Am 15. Januar, ein Tag nach dem Sturz Ben Alis, kamen Omar Mestiri und seine Frau, die Menschenrechtlerin und Chefredakteurin von Radio Kalima, Sihem Bensedrine, aus dem Exil zurück und öffneten das alte Studio wieder. Jetzt hat es ausgedient. "Wir wollen ein modernes Medienunternehmen aufbauen", erklärt Mestiri. Ohne die neuen, größeren Räume am Flughafen sei dies nicht möglich.

"Proteste aller Art"

Jetzt steht Weiterbildung auf dem Programm. Moez Jemai ist einer der Korrespondenten, die aus der Provinz angereist sind, um sich auf die neuen Zeiten vorzubereiten. Der 32-Jährige deckt den Süden Tunesiens ab. Mit seinem Aufnahmegerät und einem in die Jahre gekommenen Notebook produziert er Reportagen. "Soziale Bewegungen, Probleme mit der Verwaltung, Menschenrechtsverletzungen, Proteste aller Art", zählt Jemai auf, worüber er seit mehr als zwei Jahren berichtet.

Immer wieder wurde er von der politischen Polizei dafür verfolgt. Unmittelbar vor dem Sturz Ben Alis verschwand er zweimal für mehrere Tage hinter Gitter und wurde misshandelt. Zum Beweis zeigt er seine linke Hand. Der kleine Finger ist krumm und steif. "Gebrochen", erklärt Radiomacher Jemai.

Was bisher hauptsächlich politisches Engagement war, wird für Jemai und seine Kollegen jetzt zum Beruf. "Wenn wir auf UKW gehen, gibt es Verträge für alle", erklärt Jemai zufrieden. Möglich wird das durch internationale Unterstützung aus mehreren europäischen Ländern, allen voran Frankreich. "Radio France hat uns eine Studioeinrichtung geschenkt", berichtet Mestiri, der längst Partner in Tunesien gefunden hat, die Radio Kalima finanzieren. Außerdem plant Mestiri die Gründung eines Unterstützervereins, in den die Hörer Spenden einbezahlen können. Falls dieses Modell beim Radio funktioniert, soll bald schon ein unabhängiger Fernsehsender folgen.

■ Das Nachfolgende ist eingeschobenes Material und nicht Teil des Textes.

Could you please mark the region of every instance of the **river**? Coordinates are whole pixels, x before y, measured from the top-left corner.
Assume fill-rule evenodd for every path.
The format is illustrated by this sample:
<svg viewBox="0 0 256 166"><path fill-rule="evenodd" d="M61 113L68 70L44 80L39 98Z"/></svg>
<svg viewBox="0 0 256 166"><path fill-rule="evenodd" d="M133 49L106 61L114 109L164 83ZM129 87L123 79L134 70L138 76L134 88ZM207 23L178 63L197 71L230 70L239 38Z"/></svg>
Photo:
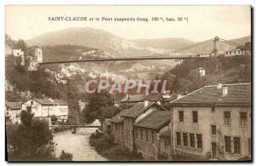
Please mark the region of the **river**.
<svg viewBox="0 0 256 166"><path fill-rule="evenodd" d="M77 133L73 135L72 130L54 134L55 155L59 157L62 150L73 154L73 161L106 161L96 152L89 143L90 135L96 131L95 128L79 128Z"/></svg>

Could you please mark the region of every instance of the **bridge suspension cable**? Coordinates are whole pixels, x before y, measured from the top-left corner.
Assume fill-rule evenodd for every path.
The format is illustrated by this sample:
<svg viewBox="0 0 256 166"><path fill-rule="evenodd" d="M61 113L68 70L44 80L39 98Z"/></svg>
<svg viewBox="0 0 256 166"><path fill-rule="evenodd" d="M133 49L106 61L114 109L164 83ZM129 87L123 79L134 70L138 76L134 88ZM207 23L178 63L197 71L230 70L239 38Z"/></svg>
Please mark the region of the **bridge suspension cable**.
<svg viewBox="0 0 256 166"><path fill-rule="evenodd" d="M228 40L224 40L223 38L218 38L219 42L224 43L232 45L234 47L243 47L241 44L236 43L234 42L230 42ZM215 38L216 38L215 37ZM211 38L209 40L206 40L203 42L200 42L184 48L177 49L170 52L161 53L161 54L148 54L145 56L137 56L136 58L127 58L127 57L119 57L119 58L104 58L104 59L87 59L87 60L61 60L61 61L46 61L39 63L39 65L47 65L47 64L59 64L59 63L73 63L73 62L96 62L96 61L117 61L117 60L173 60L173 59L206 59L207 57L199 57L196 54L189 54L189 55L180 55L180 54L172 54L175 53L183 52L205 43L208 43L210 42L216 42L215 38ZM197 54L210 54L210 53L200 53Z"/></svg>

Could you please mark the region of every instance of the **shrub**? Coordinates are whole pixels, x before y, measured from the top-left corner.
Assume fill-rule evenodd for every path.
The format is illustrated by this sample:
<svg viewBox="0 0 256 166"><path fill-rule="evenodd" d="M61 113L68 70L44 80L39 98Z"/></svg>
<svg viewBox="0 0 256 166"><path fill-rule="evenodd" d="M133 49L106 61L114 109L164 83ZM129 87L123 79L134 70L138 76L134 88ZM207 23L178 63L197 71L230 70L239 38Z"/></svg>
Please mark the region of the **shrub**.
<svg viewBox="0 0 256 166"><path fill-rule="evenodd" d="M73 154L69 152L65 152L64 150L61 151L61 154L59 157L61 161L72 161L73 160Z"/></svg>

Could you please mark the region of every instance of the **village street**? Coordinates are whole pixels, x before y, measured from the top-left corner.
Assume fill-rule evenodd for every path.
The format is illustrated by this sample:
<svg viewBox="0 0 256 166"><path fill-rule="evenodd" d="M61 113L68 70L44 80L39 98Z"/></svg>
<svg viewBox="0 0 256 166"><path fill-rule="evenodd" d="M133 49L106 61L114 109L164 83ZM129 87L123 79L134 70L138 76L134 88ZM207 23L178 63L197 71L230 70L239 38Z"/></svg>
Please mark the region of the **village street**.
<svg viewBox="0 0 256 166"><path fill-rule="evenodd" d="M54 141L57 144L56 156L60 156L62 150L71 152L74 161L106 161L107 158L99 155L89 143L90 135L94 133L94 128L77 129L75 135L72 130L61 131L54 134Z"/></svg>

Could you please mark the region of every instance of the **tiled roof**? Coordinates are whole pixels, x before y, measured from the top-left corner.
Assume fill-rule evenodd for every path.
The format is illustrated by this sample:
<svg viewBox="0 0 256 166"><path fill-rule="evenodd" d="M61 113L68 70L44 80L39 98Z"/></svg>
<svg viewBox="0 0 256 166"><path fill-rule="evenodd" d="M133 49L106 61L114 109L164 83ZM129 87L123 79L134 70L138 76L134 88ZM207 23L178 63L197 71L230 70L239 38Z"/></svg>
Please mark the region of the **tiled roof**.
<svg viewBox="0 0 256 166"><path fill-rule="evenodd" d="M6 105L7 107L9 107L12 110L20 110L21 109L20 102L6 101L5 105Z"/></svg>
<svg viewBox="0 0 256 166"><path fill-rule="evenodd" d="M122 117L127 110L123 110L119 113L113 116L111 119L109 119L109 122L111 123L122 123L124 121L124 117Z"/></svg>
<svg viewBox="0 0 256 166"><path fill-rule="evenodd" d="M171 112L154 111L149 115L134 123L134 126L151 129L160 129L171 122Z"/></svg>
<svg viewBox="0 0 256 166"><path fill-rule="evenodd" d="M171 129L166 129L160 133L160 137L171 137Z"/></svg>
<svg viewBox="0 0 256 166"><path fill-rule="evenodd" d="M171 105L214 105L214 106L250 106L251 83L224 84L228 94L223 95L222 88L217 85L205 86L183 98L175 100Z"/></svg>
<svg viewBox="0 0 256 166"><path fill-rule="evenodd" d="M158 110L166 110L157 103L152 102L148 103L147 106L145 106L144 102L142 103L137 103L131 108L127 110L127 112L123 115L124 117L137 117L140 114L142 114L144 111L148 110L149 107L155 106L158 107Z"/></svg>
<svg viewBox="0 0 256 166"><path fill-rule="evenodd" d="M61 105L61 106L66 106L66 105L67 105L67 103L66 101L61 100L55 100L55 103L57 104L57 105Z"/></svg>
<svg viewBox="0 0 256 166"><path fill-rule="evenodd" d="M42 104L42 105L54 105L55 102L54 101L50 101L47 99L32 99L36 101L38 101L38 103Z"/></svg>
<svg viewBox="0 0 256 166"><path fill-rule="evenodd" d="M144 97L144 100L159 101L161 100L161 94L149 94L148 95Z"/></svg>
<svg viewBox="0 0 256 166"><path fill-rule="evenodd" d="M33 100L40 103L41 105L49 105L49 106L53 106L53 105L66 106L66 105L67 105L67 103L66 101L61 100L48 100L48 99L38 99L38 98L31 99L31 100ZM26 100L26 101L28 101L28 100ZM25 102L26 102L26 101L25 101ZM25 103L25 102L23 102L23 103Z"/></svg>
<svg viewBox="0 0 256 166"><path fill-rule="evenodd" d="M106 123L108 126L111 125L109 121L110 121L110 118L105 118L104 123Z"/></svg>
<svg viewBox="0 0 256 166"><path fill-rule="evenodd" d="M129 98L128 96L125 97L121 100L121 102L140 102L143 101L144 99L144 94L130 94Z"/></svg>

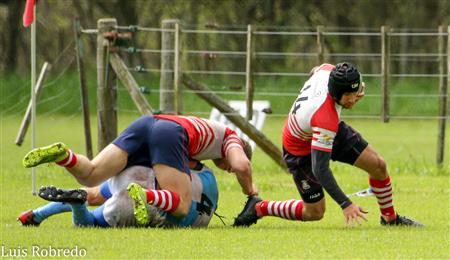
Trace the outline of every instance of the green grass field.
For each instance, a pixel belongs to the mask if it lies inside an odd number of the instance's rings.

"Die Medienlandschaft ist ein Zeichen dafür, ob der Übergang zur Demokratie ernst gemeint ist oder nicht", gibt Mestiri zu Bedenken. Die alten Medien haben sich zwar geöffnet, halten sich aber mit Kritik an der Übergangsregierung zurück. Am 24. Juli stehen Wahlen für eine verfassunggebende Versammlung an. "Wenn diese ohne neue, wirklich unabhängige Medien abgehalten werden, droht eine Restauration der alten Machtstrukturen", befürchtet Mestiri. Deshalb will er mit seiner Redaktion eine Reihe von Protestaktionen vorbereiten, sollte die Sendelizenz nicht bald kommen.